Gelişmiş ülke olma irademiz yok.

Küreselleşme Çin gibi bazı gelişmekte olan ülkelere yaradı, Türkiye, Arjantin ve daha birçok gelişmekte olan ülkeye yaramadı. Bu ülkelerde, BM verilerine göre yoksulluk arttı, ekonomik istikrar bozuldu, kırılganlık arttı. Sosyal sorunlar oluştu.

Bu nedenledir ki, Gelişmekte olan ülkelerde istikrarlı kalkınma ön plana çıktı.

Türkiye de kalkınmayı bazı iktisatçılar konuşmuyor. Bunlar; finansal alanda çalışanlar, siyasi iktidar çizgisinde olmak zorunda olanlardır.

Bugün ekonomi yönetimi de yalnızca faiz ve para politikası araçlarını kullanıyor ve mali disiplin diyor. Ama mali disiplin diyor ve fakat yapmıyor veya yapamıyor.

Mali disiplinde temel araç, popülizmi önlemek ve bütçe harcamalarını etkin kullanmaktır. Ak parti iktidarında Popülizmden vazgeçmek mümkün olmayınca, vergiler artırıldı. Yeni vergiler yeni şatafat alanları yarattı.

Bu günkü şartlarda, seçim sonrasında enflasyonda düşme olsa bile, ekonomik kalkınma sağlanamaz.

Her şeyden önce, 20 yılda ve özellikle 2017 sonrası ekonomide tahribat çok geniş boyutta oldu. Yapısal sorunlar oluştu.

  • Üretim ithal girdiye bağımlı oldu. Zira toplam ithalatın yüzde 72’si ithal aramalı ve hammaddedir.
  • 2002 öncesine göre işsizlik arttı ve kronikleşti. Yoksulluk arttı.
  • Dış borç stoku ve dış borçlanma maliyeti arttı.
  • Kırılganlık arttı, fiyat istikrarı bozuldu.
  • Oligopol piyasa yapısı oluştu. Kartelleşme var.
  • Kurumsal yapı bozuldu.

Gelişmiş – kalkınmış bir ülke olmanın şartı, fert başına gelirin yüksek olması, sosyal ve insani değerlerin gelişmiş olması ve kurumsal yapıya sahip olmaktır. Ancak yukarıdaki kronik sorunlar kalkınma önünde engeldir.

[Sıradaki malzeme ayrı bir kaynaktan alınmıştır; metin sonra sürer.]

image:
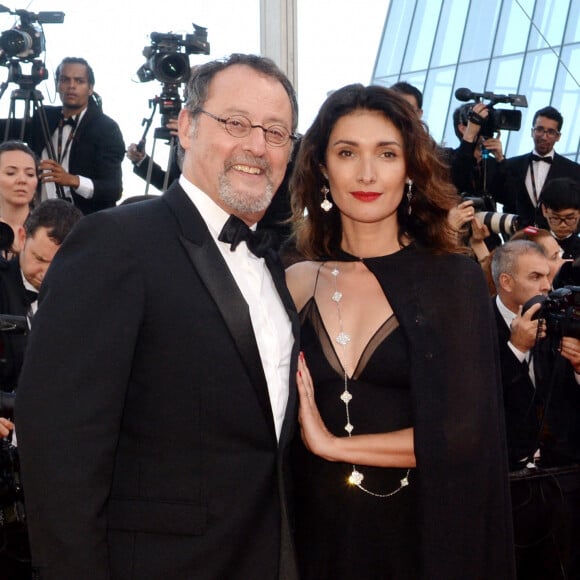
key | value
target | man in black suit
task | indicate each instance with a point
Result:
(527, 174)
(20, 278)
(541, 384)
(88, 145)
(159, 448)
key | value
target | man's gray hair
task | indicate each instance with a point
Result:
(505, 257)
(200, 79)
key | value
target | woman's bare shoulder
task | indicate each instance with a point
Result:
(301, 281)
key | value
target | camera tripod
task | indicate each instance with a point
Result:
(32, 99)
(164, 134)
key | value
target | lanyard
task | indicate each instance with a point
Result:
(60, 153)
(533, 180)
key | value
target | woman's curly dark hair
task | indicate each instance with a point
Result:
(319, 233)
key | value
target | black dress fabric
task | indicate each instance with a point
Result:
(438, 371)
(343, 532)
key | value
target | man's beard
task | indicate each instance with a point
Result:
(245, 202)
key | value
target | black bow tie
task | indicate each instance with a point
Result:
(31, 296)
(547, 159)
(72, 121)
(236, 231)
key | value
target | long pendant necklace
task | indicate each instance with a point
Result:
(356, 477)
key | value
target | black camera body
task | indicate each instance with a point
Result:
(25, 42)
(561, 311)
(497, 222)
(168, 56)
(497, 119)
(168, 62)
(508, 119)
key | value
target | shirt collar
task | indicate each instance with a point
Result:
(505, 312)
(550, 155)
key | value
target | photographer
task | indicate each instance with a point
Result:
(541, 384)
(526, 175)
(88, 144)
(476, 165)
(20, 279)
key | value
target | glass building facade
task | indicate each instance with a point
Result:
(508, 47)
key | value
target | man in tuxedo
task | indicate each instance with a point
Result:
(158, 449)
(527, 174)
(541, 384)
(88, 148)
(44, 231)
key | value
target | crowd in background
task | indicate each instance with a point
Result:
(518, 218)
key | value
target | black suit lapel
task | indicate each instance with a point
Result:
(216, 276)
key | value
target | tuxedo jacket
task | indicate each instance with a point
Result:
(521, 402)
(96, 152)
(555, 397)
(14, 302)
(145, 430)
(515, 197)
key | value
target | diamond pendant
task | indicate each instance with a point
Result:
(356, 477)
(346, 397)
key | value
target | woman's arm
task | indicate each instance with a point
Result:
(393, 449)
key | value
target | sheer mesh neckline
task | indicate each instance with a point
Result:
(312, 312)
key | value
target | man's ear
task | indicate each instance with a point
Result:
(506, 282)
(19, 239)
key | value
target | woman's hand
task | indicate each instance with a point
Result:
(317, 438)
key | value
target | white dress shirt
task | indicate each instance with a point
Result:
(86, 187)
(270, 321)
(541, 169)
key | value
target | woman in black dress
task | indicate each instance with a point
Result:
(402, 472)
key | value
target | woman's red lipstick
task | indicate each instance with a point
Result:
(365, 195)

Yukarıda ifade ettiğim kronik ekonomik ve sosyal sorunları, iktisat politikaları ile çözebilirsiniz ve fakat kurumsal yapıyı yeniden kuramazsınız.

Kurumsal yapı bir toplumda organize olmuş ve aynı zamanda tarihsel boyut taşıyan toplumsal ilişkiler, insanlar tarafından oluşturulmuş normlardır. Bu normlar aynı zamanda kurumların ve demokrasinin sınırlarını da belirleyen kurallardır. Geleneksel ve sosyal kurumlar; devlet, aile, egitim, hukuk, ekonomi, siyaset ve din unsurlarını kapsar.

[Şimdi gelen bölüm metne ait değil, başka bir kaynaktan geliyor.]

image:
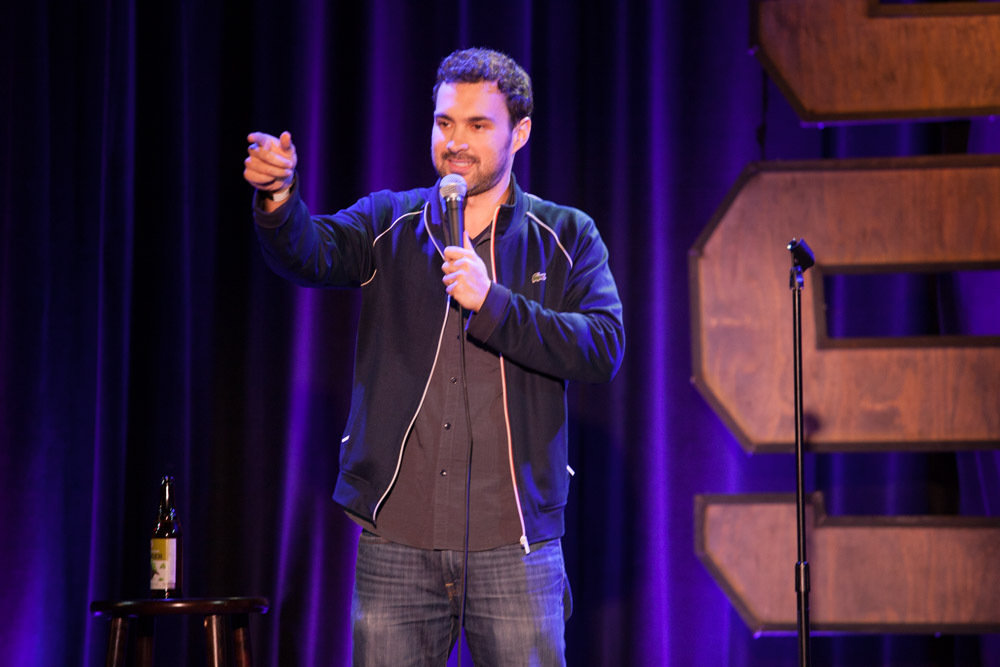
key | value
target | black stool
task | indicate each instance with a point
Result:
(216, 612)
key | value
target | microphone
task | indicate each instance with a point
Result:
(452, 191)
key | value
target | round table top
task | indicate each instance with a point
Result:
(161, 606)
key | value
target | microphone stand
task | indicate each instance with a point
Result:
(802, 259)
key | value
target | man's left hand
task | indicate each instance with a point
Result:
(465, 277)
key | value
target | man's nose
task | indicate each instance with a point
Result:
(456, 142)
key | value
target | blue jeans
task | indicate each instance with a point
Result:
(406, 605)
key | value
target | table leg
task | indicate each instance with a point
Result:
(215, 640)
(241, 640)
(144, 641)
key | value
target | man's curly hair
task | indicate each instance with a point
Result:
(475, 65)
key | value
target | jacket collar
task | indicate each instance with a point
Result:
(511, 216)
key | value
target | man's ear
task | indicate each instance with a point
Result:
(521, 132)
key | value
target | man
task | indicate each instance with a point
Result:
(434, 412)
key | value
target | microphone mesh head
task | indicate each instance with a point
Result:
(451, 186)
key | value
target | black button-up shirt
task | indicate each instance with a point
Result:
(426, 506)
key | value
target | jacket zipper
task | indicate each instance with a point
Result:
(413, 419)
(506, 412)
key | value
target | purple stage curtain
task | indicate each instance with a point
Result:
(141, 334)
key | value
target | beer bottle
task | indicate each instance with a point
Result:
(165, 548)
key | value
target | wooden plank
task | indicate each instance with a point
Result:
(902, 574)
(855, 59)
(927, 394)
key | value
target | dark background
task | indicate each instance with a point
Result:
(141, 334)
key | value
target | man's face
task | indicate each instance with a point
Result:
(472, 135)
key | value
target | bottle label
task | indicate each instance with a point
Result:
(163, 562)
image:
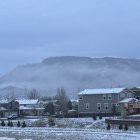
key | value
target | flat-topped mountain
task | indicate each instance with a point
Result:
(74, 74)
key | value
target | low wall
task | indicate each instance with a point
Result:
(122, 121)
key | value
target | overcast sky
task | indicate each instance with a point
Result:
(31, 30)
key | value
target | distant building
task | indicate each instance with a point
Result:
(8, 107)
(95, 101)
(29, 107)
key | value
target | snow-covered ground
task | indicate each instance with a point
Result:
(68, 129)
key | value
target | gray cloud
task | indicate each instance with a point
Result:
(33, 30)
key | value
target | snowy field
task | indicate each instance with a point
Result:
(68, 129)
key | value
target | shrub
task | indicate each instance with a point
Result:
(120, 126)
(126, 127)
(100, 116)
(8, 124)
(23, 124)
(11, 124)
(18, 124)
(108, 126)
(2, 123)
(94, 117)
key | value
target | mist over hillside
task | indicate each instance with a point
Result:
(73, 74)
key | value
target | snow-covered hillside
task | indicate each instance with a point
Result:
(74, 74)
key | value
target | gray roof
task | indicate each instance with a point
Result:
(101, 91)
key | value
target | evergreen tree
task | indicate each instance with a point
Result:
(120, 126)
(108, 126)
(11, 124)
(18, 124)
(23, 124)
(2, 123)
(8, 124)
(126, 127)
(69, 105)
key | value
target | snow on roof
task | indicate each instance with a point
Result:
(27, 101)
(31, 108)
(101, 91)
(2, 108)
(4, 101)
(127, 100)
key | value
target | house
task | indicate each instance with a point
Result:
(127, 106)
(95, 101)
(136, 91)
(8, 107)
(29, 107)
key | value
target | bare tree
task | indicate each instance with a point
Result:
(33, 94)
(62, 100)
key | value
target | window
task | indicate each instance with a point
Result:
(80, 97)
(122, 94)
(87, 105)
(98, 106)
(106, 106)
(109, 97)
(104, 96)
(129, 95)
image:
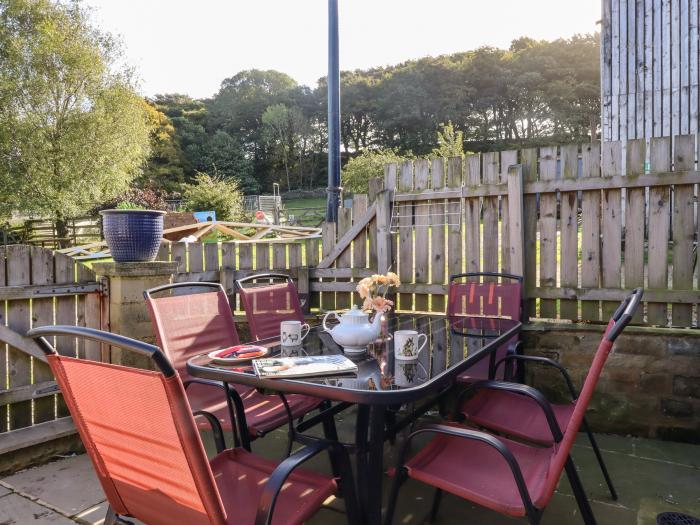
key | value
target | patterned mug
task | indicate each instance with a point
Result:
(407, 344)
(291, 332)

Kurumsal altyapı olmadan kalkınma sağlanamaz. Çin’de demokrasi yok ve fakat, devlette kurumsal yapı var. Buna rağmen Çin demokrasiye geçmez ise bir miktar daha büyüme olur ve fakat gelişmiş bir ülke olmaz. Para ve faiz politikası kurumsal yapıyı çözemez. Siyasi irade ve halkın demokrasi talebi gerekir.

Bu bağlamda;

Devlette tüm kamu kaynaklarının siyasi iktidarlar tarafından kullanılması etkinlik şartına bağlanmalı, denetim mekanizmalarını siyasi etki dışında tutacak yasal altyapı kurulmalı, kamu kaynaklarını keyfi kullananlar için sert müeyyide getirilmelidir.

Siyasi arpalık olarak kullanmanın önlenmesi için 4 kamu bankasının özelleştirilmesi gerekir. Bu durumda tarım ve esnafa destek, hazineden bankalara dolaylı olarak yapılmalıdır.

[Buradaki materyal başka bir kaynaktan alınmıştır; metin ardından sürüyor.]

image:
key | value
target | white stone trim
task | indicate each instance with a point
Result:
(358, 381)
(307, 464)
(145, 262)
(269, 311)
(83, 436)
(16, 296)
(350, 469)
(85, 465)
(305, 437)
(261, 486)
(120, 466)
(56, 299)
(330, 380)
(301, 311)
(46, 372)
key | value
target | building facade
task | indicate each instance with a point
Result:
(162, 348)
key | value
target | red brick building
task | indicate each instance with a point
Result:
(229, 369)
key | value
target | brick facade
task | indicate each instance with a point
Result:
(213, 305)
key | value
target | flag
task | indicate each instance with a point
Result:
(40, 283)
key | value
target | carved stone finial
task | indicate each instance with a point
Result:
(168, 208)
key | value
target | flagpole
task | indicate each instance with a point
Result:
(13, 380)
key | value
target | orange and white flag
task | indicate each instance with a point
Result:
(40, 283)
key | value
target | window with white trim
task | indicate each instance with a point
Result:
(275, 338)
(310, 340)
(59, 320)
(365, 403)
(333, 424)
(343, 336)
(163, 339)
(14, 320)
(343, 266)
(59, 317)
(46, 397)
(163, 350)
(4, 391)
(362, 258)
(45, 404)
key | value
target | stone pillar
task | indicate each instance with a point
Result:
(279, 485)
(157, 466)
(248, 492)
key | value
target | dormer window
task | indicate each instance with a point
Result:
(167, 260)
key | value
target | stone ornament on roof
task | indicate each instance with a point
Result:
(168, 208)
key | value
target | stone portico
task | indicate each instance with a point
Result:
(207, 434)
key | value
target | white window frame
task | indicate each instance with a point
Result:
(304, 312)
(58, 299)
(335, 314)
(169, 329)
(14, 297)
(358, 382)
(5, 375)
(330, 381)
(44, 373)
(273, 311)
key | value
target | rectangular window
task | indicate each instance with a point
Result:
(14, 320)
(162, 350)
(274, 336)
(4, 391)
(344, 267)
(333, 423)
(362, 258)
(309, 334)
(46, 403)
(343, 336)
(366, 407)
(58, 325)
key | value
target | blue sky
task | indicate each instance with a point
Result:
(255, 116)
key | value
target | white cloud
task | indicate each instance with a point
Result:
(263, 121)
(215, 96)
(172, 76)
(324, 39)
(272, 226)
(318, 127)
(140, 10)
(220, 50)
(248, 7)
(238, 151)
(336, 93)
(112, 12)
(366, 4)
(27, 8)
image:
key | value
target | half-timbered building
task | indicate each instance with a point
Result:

Devletin piyasada oligopol yapıları, kartelleri kırması ve rekabetin önünü açması gerekir. Bunun için kamu altyapı yatırımlarını özelleştirmekten vazgeçmek gerekir. Dahası gerektiğinde devletin bizzat piyasada iş görmesi lazımdır.

Bir ekonomide iktisat politikalarının başarısı ve kaynakların en verimli şekilde kullanılması için, her şeyden önce Devlet-Piyasa arasında optimal bir denge kurulmuş olması gerekir. Baskıcı ve bürokratik devlet, sermayenin başka ülkelere çıkmasına ve paralel olarak yatırımların aksamasına neden olur. Bunun için devletin fonksiyonları yeniden tarif edilerek, bürokrasiyi bu paralelde ve liyakat esasına göre şekillendirmek önemlidir.

Yine devletin ülke kalkınmasında etkili olabilmesi için devlet yönetiminin şeffaf olması gerekir. Devletin şeffaflığı, aynı zamanda devlet bütçesinin halk adına hareket eden meclisler tarafından denetimine imkan vermekle olur. Bu yolla halkın vergileri ile çarçur edilmemiş ve bütçe kaynakları daha etkin kullanılmış oluyor. Anayasa, ya da Parlamentonun denetim yetkisi artırılmalıdır.

Bir ülkede devlet demokratik ve şeffaf olmazsa, otokrasi baskısı olursa, kalkınma projeleri olumsuz etkilenir. Uzun dönemli sabit sermaye yatırımlarının yerini, kısa dönemli ve spekülatif yatırımlar alır.

Kalkınma sorununu iktidar göremiyor ve fakat muhalefet partileri de tartışmıyor. Çünkü toplum olarak yarından endişemiz olduğu için daha ilerisine bakamıyoruz.